Case Report

Efficiency of Single Dose of Tolvaptan Treatment During the Triphasic Episode After Surgery for Craniopharyngioma

10.4274/jcrpe.galenos.2018.2018.0182

  • Fatih Gürbüz
  • Mehmet Taştan
  • İhsan Turan
  • Bilgin Yüksel

Received Date: 13.07.2018 Accepted Date: 25.09.2018 J Clin Res Pediatr Endocrinol 2019;11(2):202-206 PMID: 30257818

Inappropriate antidiuretic hormone syndrome (SIADH) may develop after intracranial surgery. SIADH in the pediatric age group is usually encountered in patients with an intracranial mass both before and after surgery. Fluid restriction is the standard therapy in SIADH. However, a resistant, hyponatremic pattern may be encountered in some cases. Vaptans have been recently introduced for treatment of hyponatremia due to SIADH. There is inadequate data concerning tolvaptan treatment in pediatric patients. We present a 13 year-old female with SIADH of triphasic episode who was transferred to our clinic after surgery for craniopharyngioma. Resistant hyponatremia did not resolve despite fluid restriction and hypertonic saline support. The patient responded rapidly to a single dose of tolvaptan, with no adverse effect, which resulted in successful control of her SIADH.
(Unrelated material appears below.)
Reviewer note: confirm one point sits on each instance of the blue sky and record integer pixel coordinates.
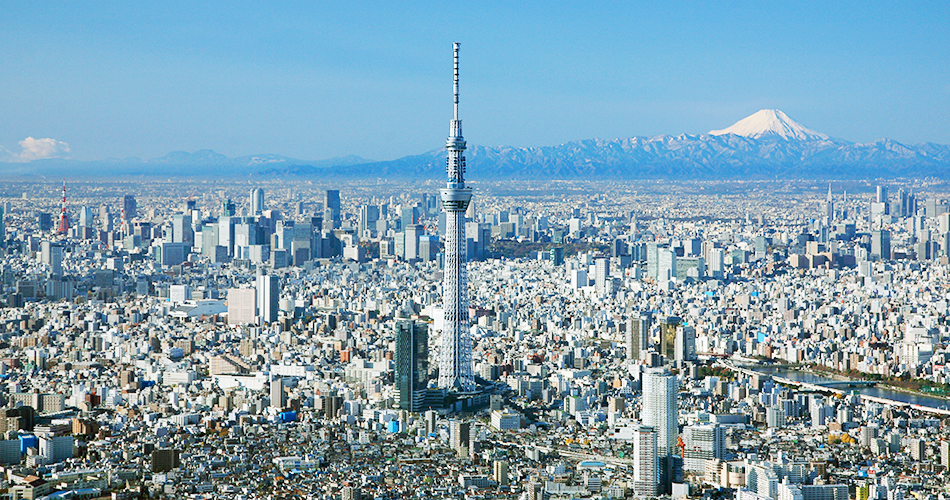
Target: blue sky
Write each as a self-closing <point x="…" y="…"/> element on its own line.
<point x="313" y="80"/>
Keywords: Inappropriate antidiuretic hormone syndrome, tolvaptan, children

What is already known on this topic?

Hyponatremia in patients with inappropriate antidiuretic hormone (ADH) syndrome (SIADH) is caused by the combination of excess ADH-induced water retention and secondary solute loss. Vaptans, arginine-vasopressin receptor antagonists, are an alternative for use in SIADH in adults. In children, vaptan treatment has not been approved for SIADH.

What this study adds?

We report successful tolvaptan treatment in a child with SIADH. Furthermore, we report that only one dose of tolvaptan in triphasic episode was effective.


Introduction

The syndrome of inappropriate antidiuretic hormone (ADH) secretion (SIADH) is a disorder of impaired water excretion caused by the inability to suppress secretion of ADH (1). SIADH is clinically serious and one of the causes of hyponatremia in hospitalized patients (2). The etiology of SIADH involves excess ADH production due to cranial surgery, malignancies, meningitis-encephalitis, hemorrhage, other cerebral pathologies, pulmonary malignancies and drugs (2,3).

In clinical practice, the gold standard approach to SIADH is fluid restriction and it is widely used (4,5,6). In more severe forms, with neurological symptoms, administration of hyperosmolar saline combined with furosemide may be required. Additionally, the underlying etiology should be treated if possible (3,5,6,7,8,9,10). However, even these treatments may be inadequate for some patients with SIADH.

In the last decade, a new alternative treatment for SIADH, vaptans which are arginine-vasopressin receptor antagonists, has become available (8). Vaptans, act by preventing the insertion of aquaporin 2 water channels into the apical membrane, promoting reabsorption of water and resulting in excretion of diluted urine (3,5,11).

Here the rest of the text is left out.